Pendant tout cet entretien, je vis des tableaux de l’histoire des faux dieux qu’on adorait dans cette île, et je vis qu’ils correspondaient en quelque façon aux saintes apparitions des prophètes et des patriarches bienfaiteurs de l’humanité. Tel l’épi stérile croit à côté du bon froment ; les divers nœuds se forment en même temps et à la même hauteur sur deux tiges bien différentes. Dès que les enfants de Noé se furent dispersés et eurent commencé à s’établir en diverses contrées, je vis toutes sortes d’abominations magiques prendre naissance parmi les races dépravées. Ils s’abandonnèrent entièrement aux sollicitations de leurs sens et à leurs fantaisies ; ils s’enfoncèrent de plus en plus dans les vices et les iniquités. Je vis parmi eux quelques traces des saints mystères de Noé et de Sem, mais sous des formes monstrueuses. J’y vis des pratiques sacrilèges et impures, des cérémonies et des conjonctions magiques jointes à des sacrifices d’enfants ; ils prétendaient par là engendrer une race sainte. Je vis une grande multitude s’enfoncer entièrement dans un empire ténébreux et diabolique : ils étaient quelquefois dans un état de clairvoyance prophétique, et exerçaient ainsi de tous côtés une influence désastreuse. Je vis en particulier leurs prestiges auprès de nappes d’eau miroitantes ; en y regardant, ils avaient des visions fantastiques, brillantes et merveilleuses. Ils opéraient leurs infamies impudiques auprès de ces nappes d’eau, se fondant sur des prophéties et sur des règles déduites du cours des astres. De ces unions souvent consommées par la violence, avec des jeunes filles qu’ils enlevaient, naissaient des êtres extraordinaires, d’une puissance sensuelle effrayante, qui se consacraient, dès leur jeunesse, aux mêmes abominations. Ainsi se forma, à la suite de plusieurs générations, une race d’hommes puissants, doués d’un pouvoir magique et, pour ainsi dire, surnaturel. Au moyen de leur liaison intime avec les mauvais esprits, ils subjuguaient, dominaient et fascinaient les autres mortels. Ils vivaient dans une sorte d’ivresse, ne se possédaient plus et tombaient jusqu’à un état bestial, dans lequel ils jouissaient d’une clairvoyance diabolique.

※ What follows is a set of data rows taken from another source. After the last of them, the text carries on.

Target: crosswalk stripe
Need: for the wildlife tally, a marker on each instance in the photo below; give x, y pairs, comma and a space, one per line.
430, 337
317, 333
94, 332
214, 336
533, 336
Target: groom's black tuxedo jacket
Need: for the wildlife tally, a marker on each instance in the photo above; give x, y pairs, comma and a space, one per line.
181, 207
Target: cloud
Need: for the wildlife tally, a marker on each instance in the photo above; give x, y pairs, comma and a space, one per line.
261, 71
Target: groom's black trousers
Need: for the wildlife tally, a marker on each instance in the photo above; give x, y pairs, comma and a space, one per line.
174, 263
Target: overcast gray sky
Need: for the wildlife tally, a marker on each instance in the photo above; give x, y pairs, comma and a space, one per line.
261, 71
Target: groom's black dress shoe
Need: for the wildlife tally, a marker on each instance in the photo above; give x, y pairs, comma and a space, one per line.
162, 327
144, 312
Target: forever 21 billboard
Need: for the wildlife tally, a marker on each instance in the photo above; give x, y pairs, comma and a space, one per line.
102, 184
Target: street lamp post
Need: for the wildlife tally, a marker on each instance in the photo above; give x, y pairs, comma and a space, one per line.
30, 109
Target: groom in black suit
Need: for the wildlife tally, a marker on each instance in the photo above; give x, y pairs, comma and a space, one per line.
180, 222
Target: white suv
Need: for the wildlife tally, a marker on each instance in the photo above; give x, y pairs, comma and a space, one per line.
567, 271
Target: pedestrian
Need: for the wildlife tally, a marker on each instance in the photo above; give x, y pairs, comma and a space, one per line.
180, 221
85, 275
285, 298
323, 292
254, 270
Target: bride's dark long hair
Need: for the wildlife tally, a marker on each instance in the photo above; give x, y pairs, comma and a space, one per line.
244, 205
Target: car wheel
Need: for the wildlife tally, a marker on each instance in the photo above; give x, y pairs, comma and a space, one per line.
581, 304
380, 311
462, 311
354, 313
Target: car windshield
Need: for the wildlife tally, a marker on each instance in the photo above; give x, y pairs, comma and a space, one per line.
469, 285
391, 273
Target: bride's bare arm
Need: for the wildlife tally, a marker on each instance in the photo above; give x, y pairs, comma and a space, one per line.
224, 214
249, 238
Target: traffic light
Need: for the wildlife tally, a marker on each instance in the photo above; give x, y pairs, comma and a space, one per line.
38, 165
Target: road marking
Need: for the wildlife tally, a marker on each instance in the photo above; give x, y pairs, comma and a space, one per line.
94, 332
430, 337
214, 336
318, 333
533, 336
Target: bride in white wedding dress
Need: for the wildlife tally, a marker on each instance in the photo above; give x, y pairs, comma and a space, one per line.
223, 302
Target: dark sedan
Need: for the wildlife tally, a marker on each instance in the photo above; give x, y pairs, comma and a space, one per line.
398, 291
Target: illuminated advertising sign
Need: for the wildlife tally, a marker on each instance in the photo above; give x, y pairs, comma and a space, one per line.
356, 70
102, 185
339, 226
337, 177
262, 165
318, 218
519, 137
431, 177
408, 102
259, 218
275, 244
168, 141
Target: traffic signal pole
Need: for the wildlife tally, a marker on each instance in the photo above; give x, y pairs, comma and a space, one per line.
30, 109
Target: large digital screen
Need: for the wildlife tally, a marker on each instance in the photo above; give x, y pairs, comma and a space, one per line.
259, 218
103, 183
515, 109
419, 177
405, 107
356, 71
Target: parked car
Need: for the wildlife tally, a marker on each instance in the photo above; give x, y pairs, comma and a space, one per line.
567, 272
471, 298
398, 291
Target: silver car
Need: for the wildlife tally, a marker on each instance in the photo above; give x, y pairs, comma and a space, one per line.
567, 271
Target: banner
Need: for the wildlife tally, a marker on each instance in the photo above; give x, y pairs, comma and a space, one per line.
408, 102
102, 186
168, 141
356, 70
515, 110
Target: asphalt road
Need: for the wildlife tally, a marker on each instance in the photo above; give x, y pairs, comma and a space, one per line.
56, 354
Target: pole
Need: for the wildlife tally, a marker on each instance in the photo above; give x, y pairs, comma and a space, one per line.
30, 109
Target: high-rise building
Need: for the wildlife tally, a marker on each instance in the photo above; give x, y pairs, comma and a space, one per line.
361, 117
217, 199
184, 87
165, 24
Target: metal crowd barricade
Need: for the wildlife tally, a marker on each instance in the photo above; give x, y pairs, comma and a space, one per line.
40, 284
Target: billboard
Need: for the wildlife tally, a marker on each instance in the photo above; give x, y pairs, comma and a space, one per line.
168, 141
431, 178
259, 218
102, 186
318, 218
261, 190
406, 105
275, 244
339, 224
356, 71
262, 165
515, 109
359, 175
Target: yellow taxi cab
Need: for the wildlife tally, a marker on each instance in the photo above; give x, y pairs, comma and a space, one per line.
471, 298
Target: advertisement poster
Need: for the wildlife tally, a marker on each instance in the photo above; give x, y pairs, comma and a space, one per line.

Dans les premiers temps, cette horrible manière d’être, quoique moins violente, était très répandue ; plus tard elle n’appartint plus qu’à quelques personnes, et devint plus formidable. Ceux qui l’éprouvaient étaient alors pour les autres des conducteurs et des dieux, et ils établissaient des cultes fondés sur leurs visions. Ils inventaient, en divers lieux, toutes sortes d’instruments et d’arts, car ils étaient remplis du malin esprit. De là sortirent des familles entières composées d’abord de prêtres et de despotes, puis de prêtres seulement. Dans les premiers temps, je vis plus de femmes que d’hommes subjuguées par le démon, et il faisait naître une identité mystérieuse dans leur intelligence, leur savoir et leur manière d’agir. Beaucoup de choses qu’on en raconte sont une reproduction plus ou moins fidèle de ce que, dans leurs états extatiques ou magnétiques, elles disaient d’elles-mêmes, de leurs origines et de leurs artifices, ou de ce qu’en rapportaient d’autres suppôts de Satan, adonnés au somnambulisme. En Egypte, les Juifs avaient aussi pratiqué les sciences occultes ; mais le voyant de Dieu, Moïse, extermina ces abominations. Cependant les rabbins en conservèrent un grand nombre comme sujet d’étude pour les savants ; plus tard, la pratique de ces sciences se réduisit à des artifices bas et impuissants ; et elle se révèle encore, en divers lieux, sous les formes de la superstition et de la sorcellerie. Ce sont là les fruits de l’arbre de perdition qui a ses racines dans le royaume infernal. Tous ces tableaux m’apparaissent contre terre et même sous terre. Il y a aussi dans le magnétisme un élément qui a la même origine.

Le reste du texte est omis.